N-Methyl-3-(2-methoxybenzoyl)-pyrrole (4d): IR (KBr) (ν_max, cm^-1): 1721 (C=O); ¹H-NMR δ_H (ppm): 7.83 (m, 1H), 7.49-7.54 (m, 2H), 7.31-7.38 (m, Ph-H, 4H), 3.87 (s, 3H, OMe), 3.50 (s, 3H, N-Me); ¹³C-NMR δ_C (ppm): 162.21, 137.62, 136.54, 135.66, 134.10, 133.22, 132.20, 130.34, 129.79, 127.40, 126.15, 67.71, 34.16; Anal. Calcd (%) for C₁₃H₁₃NO₂: C, 72.54; H, 6.09; N, 6.51. Found (%): C, 72.58; H, 5.98; N, 6.48.

N-Methyl-3-(4-nitrobenzoyl)-pyrrole (4e): IR (KBr) (ν_max, cm^-1): 1717 (C=O); ¹H-NMR δ_H (ppm): 7.70 (m, 1H), 7.66 (d, J=7.87Hz, 2H), 7.45-7.53 (m, 2H), 7.37 (d, J=7.87Hz, 2H), 3.54 (s, 3H, N-Me); ¹³C-NMR δ_C (ppm): 160.06, 133.06, 133.02, 131.21, 129.70, 128.56, 127.65, 127.05, 126.55, 37.09; Anal.

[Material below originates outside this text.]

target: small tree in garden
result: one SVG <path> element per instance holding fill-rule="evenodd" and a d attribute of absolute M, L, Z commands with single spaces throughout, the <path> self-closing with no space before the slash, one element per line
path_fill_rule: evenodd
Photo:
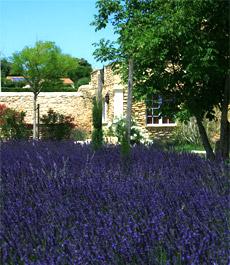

Calcd (%) for C₁₂H₁₀N₂O₃: C, 62.60; H, 4.38; N, 12.17. Found (%): C, 62.80; H, 4.35; N, 12.08.

4. Conclusions

In summary, we have described a highly efficient one-pot procedure for the preparation of N-methyl-3-acylpyrroles by a three component reaction in CH₂Cl₂ using KHCO₃ as catalyst. The reaction products were prepared in moderate to good yield, even with different substituted acyl halides. We believe that this procedure provides a valuable addition to current methodologies.